The California Public Utilities Commission has come under scrutiny in recent years for a major pipeline explosion, gas leak, and nuclear plant closure. But the commission’s president says one of his biggest challenges is the telephone pole.
California has upwards of four million of the poles, which can hold electric, phone, cable, Internet, and emergency responder equipment--sometimes at all once. But regulators often don’t know what condition they’re in. Many of the poles were built after World War II, and the records are unreliable.
"It’s a problem for all Californians, because they’re reaching the end of their life-span," says Michael Picker, president of the state Public Utilities Commission. "The average phone pole probably has the equivalent telecom and computing capacity as the entire U.S. in the 1960s. So they’re very valuable."

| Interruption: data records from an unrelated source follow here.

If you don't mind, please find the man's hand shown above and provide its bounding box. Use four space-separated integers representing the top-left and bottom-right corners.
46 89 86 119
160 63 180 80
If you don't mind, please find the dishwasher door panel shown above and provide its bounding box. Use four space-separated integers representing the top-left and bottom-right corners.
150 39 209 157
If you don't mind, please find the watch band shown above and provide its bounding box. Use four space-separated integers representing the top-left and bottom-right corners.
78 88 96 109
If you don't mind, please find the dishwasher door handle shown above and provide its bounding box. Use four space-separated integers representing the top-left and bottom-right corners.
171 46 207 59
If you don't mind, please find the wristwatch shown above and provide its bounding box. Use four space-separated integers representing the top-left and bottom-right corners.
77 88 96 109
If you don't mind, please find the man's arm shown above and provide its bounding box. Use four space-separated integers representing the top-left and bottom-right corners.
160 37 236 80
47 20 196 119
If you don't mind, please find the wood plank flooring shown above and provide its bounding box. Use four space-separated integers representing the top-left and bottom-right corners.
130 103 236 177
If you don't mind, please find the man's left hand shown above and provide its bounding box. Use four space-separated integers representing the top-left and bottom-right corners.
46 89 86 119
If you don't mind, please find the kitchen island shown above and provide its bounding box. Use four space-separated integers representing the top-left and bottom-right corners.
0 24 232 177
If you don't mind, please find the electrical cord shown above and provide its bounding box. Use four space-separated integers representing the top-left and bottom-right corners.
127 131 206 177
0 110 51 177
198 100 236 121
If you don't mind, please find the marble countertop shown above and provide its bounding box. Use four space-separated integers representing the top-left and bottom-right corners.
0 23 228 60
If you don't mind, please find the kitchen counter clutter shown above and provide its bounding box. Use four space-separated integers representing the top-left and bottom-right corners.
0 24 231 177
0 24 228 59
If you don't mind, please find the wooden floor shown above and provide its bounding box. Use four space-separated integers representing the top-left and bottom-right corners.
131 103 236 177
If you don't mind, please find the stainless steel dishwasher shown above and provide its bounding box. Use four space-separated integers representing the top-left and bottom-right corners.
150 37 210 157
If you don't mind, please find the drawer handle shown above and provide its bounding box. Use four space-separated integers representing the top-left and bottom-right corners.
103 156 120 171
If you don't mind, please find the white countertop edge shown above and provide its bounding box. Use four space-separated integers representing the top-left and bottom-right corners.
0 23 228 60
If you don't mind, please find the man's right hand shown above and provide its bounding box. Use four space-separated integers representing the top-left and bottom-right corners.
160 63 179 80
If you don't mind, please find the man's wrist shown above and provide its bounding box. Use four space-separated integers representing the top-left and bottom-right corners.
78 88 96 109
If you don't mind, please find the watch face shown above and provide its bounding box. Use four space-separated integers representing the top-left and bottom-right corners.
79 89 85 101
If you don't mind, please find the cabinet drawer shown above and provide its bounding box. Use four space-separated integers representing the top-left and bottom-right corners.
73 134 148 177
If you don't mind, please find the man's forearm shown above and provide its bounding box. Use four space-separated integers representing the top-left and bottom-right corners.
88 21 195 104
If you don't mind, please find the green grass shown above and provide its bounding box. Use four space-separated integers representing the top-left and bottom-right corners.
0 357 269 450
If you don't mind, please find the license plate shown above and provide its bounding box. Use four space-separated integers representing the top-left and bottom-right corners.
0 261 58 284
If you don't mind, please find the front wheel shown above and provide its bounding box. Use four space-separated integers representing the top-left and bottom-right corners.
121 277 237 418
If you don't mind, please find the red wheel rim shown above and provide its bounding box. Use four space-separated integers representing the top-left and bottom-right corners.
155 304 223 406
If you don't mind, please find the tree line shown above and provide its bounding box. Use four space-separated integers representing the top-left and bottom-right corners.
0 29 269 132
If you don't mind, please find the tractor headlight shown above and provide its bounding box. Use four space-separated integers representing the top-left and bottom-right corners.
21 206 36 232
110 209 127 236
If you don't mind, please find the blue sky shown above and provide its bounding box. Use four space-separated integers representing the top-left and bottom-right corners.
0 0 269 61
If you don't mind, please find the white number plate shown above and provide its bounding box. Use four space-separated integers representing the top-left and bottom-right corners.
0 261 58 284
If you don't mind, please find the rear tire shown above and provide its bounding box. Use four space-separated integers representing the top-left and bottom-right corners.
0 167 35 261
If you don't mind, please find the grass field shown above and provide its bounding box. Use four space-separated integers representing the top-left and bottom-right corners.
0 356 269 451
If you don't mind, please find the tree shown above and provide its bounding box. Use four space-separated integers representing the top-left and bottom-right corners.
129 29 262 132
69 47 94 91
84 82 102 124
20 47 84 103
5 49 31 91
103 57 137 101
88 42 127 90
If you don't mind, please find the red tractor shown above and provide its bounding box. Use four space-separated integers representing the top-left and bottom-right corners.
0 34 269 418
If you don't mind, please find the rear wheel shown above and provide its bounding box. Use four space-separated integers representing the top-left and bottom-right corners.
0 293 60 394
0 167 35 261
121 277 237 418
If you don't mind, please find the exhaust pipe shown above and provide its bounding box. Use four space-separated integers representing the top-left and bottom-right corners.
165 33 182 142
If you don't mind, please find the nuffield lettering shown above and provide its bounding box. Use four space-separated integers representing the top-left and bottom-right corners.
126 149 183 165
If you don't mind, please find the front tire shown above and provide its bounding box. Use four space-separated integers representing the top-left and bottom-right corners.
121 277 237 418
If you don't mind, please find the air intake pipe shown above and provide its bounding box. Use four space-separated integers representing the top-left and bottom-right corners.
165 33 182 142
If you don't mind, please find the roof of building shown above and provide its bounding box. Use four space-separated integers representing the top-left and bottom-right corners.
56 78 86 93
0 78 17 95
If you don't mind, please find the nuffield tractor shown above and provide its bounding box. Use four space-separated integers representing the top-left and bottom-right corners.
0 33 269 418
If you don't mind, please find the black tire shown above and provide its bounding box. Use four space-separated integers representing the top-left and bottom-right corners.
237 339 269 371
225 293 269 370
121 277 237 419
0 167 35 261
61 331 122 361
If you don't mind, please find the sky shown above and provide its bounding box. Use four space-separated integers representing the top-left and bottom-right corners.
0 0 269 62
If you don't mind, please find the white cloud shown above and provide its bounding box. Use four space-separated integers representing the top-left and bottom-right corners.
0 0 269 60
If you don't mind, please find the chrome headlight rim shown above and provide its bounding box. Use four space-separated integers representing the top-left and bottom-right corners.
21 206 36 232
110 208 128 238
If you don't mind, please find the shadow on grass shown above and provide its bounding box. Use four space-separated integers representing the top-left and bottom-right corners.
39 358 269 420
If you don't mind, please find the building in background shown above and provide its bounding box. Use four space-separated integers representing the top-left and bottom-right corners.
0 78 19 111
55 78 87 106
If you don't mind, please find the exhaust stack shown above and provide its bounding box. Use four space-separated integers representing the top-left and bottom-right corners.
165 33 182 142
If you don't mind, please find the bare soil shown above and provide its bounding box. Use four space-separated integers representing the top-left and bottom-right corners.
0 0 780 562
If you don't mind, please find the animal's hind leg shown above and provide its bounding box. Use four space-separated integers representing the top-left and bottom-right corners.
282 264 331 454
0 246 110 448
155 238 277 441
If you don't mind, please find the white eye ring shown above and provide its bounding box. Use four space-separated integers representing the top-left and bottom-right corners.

Picker says many poles are weather-beaten, termite-eaten and over-loaded with equipment.
"With all that weight on them, and the growing brittleness, they’re more likely to topple in a heavy wind and sometimes cause fires and sometimes cause electrocutions," says Picker.
The commission has had difficulty fining utilities that weigh down poles past their limits. It says current rules make it difficult to punish power companies and impossible to issue citations to telecommunications companies.
The commission is currently trying to change those rules and to figure out how to track the state’s telephone poles.
A state investigation of the 2007 fire in Malibu found three utility poles sparked the blaze, after they broke in strong wind.
Electric company Southern California Edison is now spending more than $1 billion to survey poles in its territory.